Graham Smith on AVMS 2: “Preparing for a Fully Converged Audiovisual World: Growth, Creation and Values”


The Green Paper is a typical Commission mixture of current technology trends (dual screening gets a mention), market statistics leavened with a few anecdotes, lobbyists’ issues of the moment and hints of interventions that the Commission may have in mind for the future.  These are all underpinned by an unwavering belief in the efficacy of State-led intervention to achieve the Commission’s chosen public policy objectives.

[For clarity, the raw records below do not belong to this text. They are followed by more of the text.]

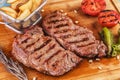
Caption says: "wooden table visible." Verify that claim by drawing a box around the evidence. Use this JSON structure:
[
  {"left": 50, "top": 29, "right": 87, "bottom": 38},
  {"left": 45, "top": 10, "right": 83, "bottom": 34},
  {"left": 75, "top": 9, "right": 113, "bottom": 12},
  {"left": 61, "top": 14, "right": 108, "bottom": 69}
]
[{"left": 0, "top": 0, "right": 120, "bottom": 80}]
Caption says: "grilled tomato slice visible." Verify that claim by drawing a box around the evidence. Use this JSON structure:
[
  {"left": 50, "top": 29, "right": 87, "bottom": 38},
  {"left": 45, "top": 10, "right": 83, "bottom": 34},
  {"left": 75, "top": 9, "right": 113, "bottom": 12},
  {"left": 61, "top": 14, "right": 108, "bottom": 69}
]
[
  {"left": 98, "top": 10, "right": 120, "bottom": 28},
  {"left": 81, "top": 0, "right": 106, "bottom": 16}
]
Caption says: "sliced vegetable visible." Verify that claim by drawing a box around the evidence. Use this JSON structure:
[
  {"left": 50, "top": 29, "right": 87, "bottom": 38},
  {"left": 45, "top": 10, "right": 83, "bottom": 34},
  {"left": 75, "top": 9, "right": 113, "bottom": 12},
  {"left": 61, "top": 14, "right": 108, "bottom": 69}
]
[
  {"left": 111, "top": 44, "right": 120, "bottom": 57},
  {"left": 118, "top": 29, "right": 120, "bottom": 44},
  {"left": 101, "top": 27, "right": 113, "bottom": 56},
  {"left": 98, "top": 10, "right": 120, "bottom": 28},
  {"left": 81, "top": 0, "right": 106, "bottom": 16}
]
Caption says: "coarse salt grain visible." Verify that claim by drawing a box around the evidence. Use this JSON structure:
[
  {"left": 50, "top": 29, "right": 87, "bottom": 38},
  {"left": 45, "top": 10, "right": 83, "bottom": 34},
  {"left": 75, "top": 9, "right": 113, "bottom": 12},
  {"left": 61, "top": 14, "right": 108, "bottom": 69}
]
[
  {"left": 116, "top": 56, "right": 120, "bottom": 60},
  {"left": 74, "top": 10, "right": 77, "bottom": 13},
  {"left": 64, "top": 13, "right": 67, "bottom": 15},
  {"left": 41, "top": 9, "right": 45, "bottom": 12},
  {"left": 60, "top": 9, "right": 64, "bottom": 12},
  {"left": 98, "top": 66, "right": 102, "bottom": 70},
  {"left": 75, "top": 21, "right": 79, "bottom": 24},
  {"left": 95, "top": 58, "right": 100, "bottom": 61},
  {"left": 32, "top": 77, "right": 37, "bottom": 80},
  {"left": 88, "top": 59, "right": 93, "bottom": 63}
]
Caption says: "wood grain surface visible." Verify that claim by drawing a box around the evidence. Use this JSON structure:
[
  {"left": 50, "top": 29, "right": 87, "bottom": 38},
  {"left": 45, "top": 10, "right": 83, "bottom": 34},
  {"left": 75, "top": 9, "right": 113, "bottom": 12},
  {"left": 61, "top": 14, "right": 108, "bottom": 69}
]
[{"left": 0, "top": 0, "right": 120, "bottom": 80}]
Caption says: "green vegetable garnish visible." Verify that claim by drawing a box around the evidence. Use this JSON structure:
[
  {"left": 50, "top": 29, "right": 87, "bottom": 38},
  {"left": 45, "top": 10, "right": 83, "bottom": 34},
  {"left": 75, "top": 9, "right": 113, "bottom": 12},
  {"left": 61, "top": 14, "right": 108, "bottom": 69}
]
[
  {"left": 111, "top": 44, "right": 120, "bottom": 57},
  {"left": 100, "top": 27, "right": 113, "bottom": 56},
  {"left": 118, "top": 29, "right": 120, "bottom": 44}
]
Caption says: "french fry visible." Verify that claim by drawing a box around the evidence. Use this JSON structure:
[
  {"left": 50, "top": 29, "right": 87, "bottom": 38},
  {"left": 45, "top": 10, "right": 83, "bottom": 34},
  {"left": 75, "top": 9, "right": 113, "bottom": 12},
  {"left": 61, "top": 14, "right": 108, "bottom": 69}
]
[
  {"left": 19, "top": 0, "right": 32, "bottom": 11},
  {"left": 17, "top": 9, "right": 31, "bottom": 20},
  {"left": 0, "top": 7, "right": 17, "bottom": 15},
  {"left": 5, "top": 12, "right": 17, "bottom": 18},
  {"left": 31, "top": 0, "right": 42, "bottom": 11},
  {"left": 11, "top": 0, "right": 28, "bottom": 10},
  {"left": 7, "top": 0, "right": 17, "bottom": 4}
]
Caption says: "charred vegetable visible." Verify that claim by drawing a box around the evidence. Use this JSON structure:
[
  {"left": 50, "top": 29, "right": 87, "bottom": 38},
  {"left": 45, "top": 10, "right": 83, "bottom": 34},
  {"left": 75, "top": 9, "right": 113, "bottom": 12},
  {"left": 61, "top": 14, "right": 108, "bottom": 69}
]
[{"left": 101, "top": 27, "right": 120, "bottom": 57}]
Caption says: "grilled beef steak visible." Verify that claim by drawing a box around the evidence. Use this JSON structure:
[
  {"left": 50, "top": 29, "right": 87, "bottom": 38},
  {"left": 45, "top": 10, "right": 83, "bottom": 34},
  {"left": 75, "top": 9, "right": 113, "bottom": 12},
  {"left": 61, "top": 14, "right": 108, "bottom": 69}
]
[
  {"left": 43, "top": 11, "right": 107, "bottom": 58},
  {"left": 12, "top": 26, "right": 82, "bottom": 76}
]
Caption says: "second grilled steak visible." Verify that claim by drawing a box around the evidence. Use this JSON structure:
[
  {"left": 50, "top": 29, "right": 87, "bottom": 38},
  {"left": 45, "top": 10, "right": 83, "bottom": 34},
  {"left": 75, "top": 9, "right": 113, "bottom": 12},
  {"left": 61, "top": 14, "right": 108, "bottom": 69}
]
[
  {"left": 12, "top": 26, "right": 82, "bottom": 76},
  {"left": 43, "top": 11, "right": 107, "bottom": 58}
]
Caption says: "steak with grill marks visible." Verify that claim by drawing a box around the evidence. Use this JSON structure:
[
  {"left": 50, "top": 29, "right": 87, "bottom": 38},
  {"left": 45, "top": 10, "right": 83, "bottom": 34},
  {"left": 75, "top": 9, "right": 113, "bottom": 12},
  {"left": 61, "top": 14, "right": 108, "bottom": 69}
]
[
  {"left": 12, "top": 26, "right": 82, "bottom": 76},
  {"left": 43, "top": 11, "right": 107, "bottom": 58}
]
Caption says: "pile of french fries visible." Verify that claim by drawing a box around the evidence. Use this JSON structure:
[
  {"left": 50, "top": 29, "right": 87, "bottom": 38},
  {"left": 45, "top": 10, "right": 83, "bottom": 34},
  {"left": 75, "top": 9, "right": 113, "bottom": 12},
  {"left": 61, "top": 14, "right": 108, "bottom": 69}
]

As is de rigeur in documents such as this, the Commission has a grand vision“to seize the opportunity of this changing technological environment to ensure the widest possible access to European diversified content for all Europeans and, the widest choice of high quality offers”.  That hints of a more interventionist Fortress Europe attitude than the Commission’s December 1997 Convergence Green Paper (PDF): “This first step is intended to pave the way for the development of an appropriate regulatory environment which will facilitate the full achievement of the opportunities offered by the Information Society, in the interests of Europe and its citizens as the 21st century begins.”
Beyond the grand vision there is some fairly controversial stuff in the new Green Paper, particularly around the possibility of extending the Audiovisual MediaServices Directive both in scope and to non-EU service providers.